Your pet bird can get worms too, just like pet dogs and cats! By keeping your pet bird’s cage clean you can decrease the risk of worms, but regular worming treatments are highly recommended. A product that can be dispensed in the water is usually the most convenient. Treat your bird for worms every three to six months depending upon your bird’s lifestyle. An outdoor pet bird that lives with lots of other birds and is exposed to wild birds will require worming every three months. A single indoor bird however, will probably only require worming every six months.
What to do if your bird gets sick
Because birds are vulnerable to predators when they get sick, they will usually try to hide any illness that they may have. A bird is usually very sick before it shows any sign of illness at all. Therefore, if your bird shows signs of being ill you should treat it as being very serious and get your bird seen by a veterinarian as soon as possible.

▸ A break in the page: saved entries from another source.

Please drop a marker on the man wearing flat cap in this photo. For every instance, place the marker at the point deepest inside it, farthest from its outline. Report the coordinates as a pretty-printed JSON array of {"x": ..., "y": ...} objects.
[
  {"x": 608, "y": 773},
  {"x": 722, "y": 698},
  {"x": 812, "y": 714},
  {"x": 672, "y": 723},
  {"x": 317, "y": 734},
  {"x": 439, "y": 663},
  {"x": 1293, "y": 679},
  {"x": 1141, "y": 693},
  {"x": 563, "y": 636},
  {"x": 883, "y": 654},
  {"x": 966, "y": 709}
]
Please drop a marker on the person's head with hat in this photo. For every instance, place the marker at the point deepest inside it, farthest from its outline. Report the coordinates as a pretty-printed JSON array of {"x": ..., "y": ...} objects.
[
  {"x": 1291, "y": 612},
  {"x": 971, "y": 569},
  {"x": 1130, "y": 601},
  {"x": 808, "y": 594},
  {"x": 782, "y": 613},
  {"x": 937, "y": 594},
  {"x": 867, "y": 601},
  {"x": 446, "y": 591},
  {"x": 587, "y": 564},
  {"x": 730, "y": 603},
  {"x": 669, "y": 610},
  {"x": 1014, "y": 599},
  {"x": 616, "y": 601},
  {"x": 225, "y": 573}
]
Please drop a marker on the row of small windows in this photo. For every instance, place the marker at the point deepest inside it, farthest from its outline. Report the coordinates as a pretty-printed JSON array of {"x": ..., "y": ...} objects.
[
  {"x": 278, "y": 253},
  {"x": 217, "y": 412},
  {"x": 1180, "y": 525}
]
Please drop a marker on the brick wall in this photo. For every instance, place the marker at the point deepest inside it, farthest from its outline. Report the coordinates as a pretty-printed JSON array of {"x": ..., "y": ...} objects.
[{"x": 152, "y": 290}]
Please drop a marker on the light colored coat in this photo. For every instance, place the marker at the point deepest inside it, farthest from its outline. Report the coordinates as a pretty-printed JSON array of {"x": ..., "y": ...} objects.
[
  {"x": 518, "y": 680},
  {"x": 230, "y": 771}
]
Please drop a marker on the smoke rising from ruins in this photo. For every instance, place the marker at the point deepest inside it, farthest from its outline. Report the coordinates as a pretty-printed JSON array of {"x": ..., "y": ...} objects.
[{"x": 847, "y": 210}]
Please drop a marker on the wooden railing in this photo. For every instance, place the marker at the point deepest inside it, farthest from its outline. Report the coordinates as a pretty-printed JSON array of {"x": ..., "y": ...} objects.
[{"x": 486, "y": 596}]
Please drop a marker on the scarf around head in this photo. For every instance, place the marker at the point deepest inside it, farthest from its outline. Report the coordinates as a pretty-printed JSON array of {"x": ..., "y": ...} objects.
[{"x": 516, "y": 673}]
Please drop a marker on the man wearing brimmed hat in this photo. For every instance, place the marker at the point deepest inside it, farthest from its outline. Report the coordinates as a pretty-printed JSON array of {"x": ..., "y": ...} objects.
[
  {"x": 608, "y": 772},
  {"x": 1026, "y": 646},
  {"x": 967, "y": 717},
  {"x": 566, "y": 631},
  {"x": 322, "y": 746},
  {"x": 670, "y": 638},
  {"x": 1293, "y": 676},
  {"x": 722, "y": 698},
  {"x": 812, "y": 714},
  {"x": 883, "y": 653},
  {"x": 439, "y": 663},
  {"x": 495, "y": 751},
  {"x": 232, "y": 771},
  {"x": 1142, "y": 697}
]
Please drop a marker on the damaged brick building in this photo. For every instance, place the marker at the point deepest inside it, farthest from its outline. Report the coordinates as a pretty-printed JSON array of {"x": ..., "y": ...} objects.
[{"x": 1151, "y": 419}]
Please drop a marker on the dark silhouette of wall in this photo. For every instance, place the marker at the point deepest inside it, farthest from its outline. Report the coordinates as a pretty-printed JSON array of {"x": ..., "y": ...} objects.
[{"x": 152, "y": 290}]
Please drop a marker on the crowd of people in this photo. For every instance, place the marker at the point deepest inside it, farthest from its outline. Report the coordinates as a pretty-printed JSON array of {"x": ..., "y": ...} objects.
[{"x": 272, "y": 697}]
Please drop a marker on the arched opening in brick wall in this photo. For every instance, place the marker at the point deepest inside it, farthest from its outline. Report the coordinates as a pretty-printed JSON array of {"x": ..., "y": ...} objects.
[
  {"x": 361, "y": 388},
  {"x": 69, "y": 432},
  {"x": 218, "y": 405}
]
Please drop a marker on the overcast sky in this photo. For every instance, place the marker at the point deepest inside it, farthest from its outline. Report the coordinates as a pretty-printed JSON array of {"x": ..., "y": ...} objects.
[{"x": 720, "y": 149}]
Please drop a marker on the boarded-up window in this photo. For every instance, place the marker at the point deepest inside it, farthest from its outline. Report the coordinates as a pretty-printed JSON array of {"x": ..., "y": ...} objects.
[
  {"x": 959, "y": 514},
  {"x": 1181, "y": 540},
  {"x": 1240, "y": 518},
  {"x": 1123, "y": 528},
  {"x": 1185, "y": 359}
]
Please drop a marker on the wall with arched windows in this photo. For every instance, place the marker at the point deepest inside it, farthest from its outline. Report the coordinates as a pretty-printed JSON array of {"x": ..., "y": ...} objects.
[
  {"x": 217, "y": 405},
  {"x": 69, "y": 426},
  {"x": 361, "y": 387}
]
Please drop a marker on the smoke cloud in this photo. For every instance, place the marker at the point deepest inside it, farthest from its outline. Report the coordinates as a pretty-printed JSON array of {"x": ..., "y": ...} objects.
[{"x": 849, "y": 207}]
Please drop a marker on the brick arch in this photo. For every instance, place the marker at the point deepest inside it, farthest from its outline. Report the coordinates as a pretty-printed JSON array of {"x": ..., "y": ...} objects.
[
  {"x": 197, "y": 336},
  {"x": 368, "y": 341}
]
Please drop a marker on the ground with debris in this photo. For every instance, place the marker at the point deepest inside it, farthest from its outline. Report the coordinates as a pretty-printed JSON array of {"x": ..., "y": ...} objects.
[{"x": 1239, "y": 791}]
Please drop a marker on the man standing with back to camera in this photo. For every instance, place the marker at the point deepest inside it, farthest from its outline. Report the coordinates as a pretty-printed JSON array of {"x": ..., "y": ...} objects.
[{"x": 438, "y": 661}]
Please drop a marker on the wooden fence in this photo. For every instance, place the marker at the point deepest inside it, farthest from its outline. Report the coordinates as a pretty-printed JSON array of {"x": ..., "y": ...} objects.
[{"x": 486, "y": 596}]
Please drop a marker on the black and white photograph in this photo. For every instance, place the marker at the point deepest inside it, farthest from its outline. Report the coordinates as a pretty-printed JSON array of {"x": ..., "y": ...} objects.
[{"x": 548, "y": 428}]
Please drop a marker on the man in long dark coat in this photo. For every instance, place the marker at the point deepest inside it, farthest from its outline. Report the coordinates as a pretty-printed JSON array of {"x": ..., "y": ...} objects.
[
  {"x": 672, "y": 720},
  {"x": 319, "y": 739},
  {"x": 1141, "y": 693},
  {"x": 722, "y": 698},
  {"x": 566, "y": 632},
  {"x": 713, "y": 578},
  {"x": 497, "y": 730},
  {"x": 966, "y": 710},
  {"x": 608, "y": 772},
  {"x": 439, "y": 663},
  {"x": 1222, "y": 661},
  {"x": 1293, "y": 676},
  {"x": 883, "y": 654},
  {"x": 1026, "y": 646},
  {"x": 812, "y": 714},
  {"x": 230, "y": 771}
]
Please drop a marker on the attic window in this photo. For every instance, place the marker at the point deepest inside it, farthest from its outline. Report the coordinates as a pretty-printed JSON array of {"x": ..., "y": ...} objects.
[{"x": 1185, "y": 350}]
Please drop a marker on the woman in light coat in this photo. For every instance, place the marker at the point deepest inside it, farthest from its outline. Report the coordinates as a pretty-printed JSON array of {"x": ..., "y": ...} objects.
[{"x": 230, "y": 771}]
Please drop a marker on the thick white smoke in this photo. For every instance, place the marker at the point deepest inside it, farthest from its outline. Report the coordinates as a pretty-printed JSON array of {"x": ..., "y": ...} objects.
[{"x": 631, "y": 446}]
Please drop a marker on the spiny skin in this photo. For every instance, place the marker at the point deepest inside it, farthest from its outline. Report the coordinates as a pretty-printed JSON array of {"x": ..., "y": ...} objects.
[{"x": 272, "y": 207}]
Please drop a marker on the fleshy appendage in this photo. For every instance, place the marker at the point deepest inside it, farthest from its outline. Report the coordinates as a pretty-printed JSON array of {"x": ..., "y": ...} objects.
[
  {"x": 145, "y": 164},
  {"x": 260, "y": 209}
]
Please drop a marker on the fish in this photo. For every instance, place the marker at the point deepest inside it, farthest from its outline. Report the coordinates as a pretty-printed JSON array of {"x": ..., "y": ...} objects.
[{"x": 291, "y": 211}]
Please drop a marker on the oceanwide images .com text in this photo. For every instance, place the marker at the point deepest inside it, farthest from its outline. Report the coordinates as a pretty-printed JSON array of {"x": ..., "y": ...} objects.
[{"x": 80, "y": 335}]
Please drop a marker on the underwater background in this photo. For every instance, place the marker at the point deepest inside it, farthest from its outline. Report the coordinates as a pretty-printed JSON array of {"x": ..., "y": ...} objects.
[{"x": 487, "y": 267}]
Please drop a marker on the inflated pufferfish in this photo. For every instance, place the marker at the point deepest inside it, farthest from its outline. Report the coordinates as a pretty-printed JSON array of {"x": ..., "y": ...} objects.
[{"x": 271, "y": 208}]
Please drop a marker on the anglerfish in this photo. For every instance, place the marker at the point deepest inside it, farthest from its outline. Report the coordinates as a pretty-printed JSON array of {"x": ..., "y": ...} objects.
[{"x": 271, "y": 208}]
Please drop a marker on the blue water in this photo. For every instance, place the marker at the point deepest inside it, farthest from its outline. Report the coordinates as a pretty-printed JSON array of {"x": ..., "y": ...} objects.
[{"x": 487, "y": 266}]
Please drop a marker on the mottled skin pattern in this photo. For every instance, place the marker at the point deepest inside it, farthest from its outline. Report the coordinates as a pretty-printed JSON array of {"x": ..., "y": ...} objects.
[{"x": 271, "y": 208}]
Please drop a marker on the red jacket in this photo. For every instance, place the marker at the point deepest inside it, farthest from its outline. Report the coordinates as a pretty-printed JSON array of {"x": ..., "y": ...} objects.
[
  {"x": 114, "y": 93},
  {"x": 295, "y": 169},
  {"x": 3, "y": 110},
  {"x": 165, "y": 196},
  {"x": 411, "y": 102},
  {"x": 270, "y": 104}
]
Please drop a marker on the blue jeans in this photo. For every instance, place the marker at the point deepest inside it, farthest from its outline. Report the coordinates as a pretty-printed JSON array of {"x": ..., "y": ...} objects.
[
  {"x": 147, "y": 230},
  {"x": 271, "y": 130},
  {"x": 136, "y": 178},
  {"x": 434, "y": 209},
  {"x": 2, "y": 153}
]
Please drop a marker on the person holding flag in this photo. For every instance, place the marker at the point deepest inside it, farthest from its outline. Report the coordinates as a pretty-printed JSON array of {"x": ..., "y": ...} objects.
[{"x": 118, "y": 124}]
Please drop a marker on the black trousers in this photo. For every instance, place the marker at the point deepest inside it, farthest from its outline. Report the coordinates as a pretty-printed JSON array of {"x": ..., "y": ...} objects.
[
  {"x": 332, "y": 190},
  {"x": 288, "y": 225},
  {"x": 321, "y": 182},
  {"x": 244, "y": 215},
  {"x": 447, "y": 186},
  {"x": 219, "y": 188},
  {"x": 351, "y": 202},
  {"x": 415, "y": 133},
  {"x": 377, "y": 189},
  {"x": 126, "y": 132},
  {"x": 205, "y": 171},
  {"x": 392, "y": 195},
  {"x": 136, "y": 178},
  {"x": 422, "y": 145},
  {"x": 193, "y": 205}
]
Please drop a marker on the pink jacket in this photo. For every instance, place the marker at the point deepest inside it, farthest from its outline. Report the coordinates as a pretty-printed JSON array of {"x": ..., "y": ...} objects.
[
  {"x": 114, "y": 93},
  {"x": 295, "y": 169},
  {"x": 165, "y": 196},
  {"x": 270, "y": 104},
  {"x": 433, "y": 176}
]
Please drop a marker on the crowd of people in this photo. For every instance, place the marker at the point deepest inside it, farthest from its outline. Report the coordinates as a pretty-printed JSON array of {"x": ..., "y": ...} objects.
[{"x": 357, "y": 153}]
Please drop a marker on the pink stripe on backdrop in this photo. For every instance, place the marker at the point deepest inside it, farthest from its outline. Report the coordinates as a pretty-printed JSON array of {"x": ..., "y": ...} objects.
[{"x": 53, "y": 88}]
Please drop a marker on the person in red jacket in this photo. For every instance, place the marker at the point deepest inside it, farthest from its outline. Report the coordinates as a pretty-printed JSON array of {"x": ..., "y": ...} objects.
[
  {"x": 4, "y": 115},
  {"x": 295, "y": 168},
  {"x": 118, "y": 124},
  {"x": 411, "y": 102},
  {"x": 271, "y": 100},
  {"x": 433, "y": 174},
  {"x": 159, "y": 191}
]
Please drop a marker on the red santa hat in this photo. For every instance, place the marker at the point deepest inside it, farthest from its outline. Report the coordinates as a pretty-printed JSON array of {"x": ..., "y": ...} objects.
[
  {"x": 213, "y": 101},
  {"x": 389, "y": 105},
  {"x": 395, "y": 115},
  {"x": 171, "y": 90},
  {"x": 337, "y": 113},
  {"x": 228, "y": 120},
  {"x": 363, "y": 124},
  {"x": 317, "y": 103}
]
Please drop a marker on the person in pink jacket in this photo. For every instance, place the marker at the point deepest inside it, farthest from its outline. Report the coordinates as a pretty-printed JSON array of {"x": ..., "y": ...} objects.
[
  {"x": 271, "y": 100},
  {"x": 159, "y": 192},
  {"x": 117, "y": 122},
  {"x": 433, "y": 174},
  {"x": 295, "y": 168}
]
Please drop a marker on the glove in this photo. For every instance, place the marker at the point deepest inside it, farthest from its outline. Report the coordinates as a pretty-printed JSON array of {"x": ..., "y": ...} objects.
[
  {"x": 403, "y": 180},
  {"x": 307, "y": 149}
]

Signs that your bird is sick include:
- A fluffed up appearance
- A decrease or increase in vocalization
- Disinterest in food and normal activities
- Runny droppings or droppings that appear to be different from normal
- Bird spends more time on the floor of the cage instead of the perch
- Open mouthed breathing, sneezing, gasping for air
- Tail bobbing
If your bird does get sick, keep your bird in a quiet, warm environment and arrange an appointment with one of our veterinarians. Don’t clean your bird’s cage of droppings or vomit if present, as observing the droppings and vomit under the microscope may aid us in treating your bird. Remove any toys or swinging items from the cage before transporting your bird, so to avoid injury whilst traveling. Remove water too, as this can spill during transport and dilute the droppings that we may need to diagnose your pet’s illness. Keep your bird’s cage covered during transport, and avoid causing undue stress by excessive handling.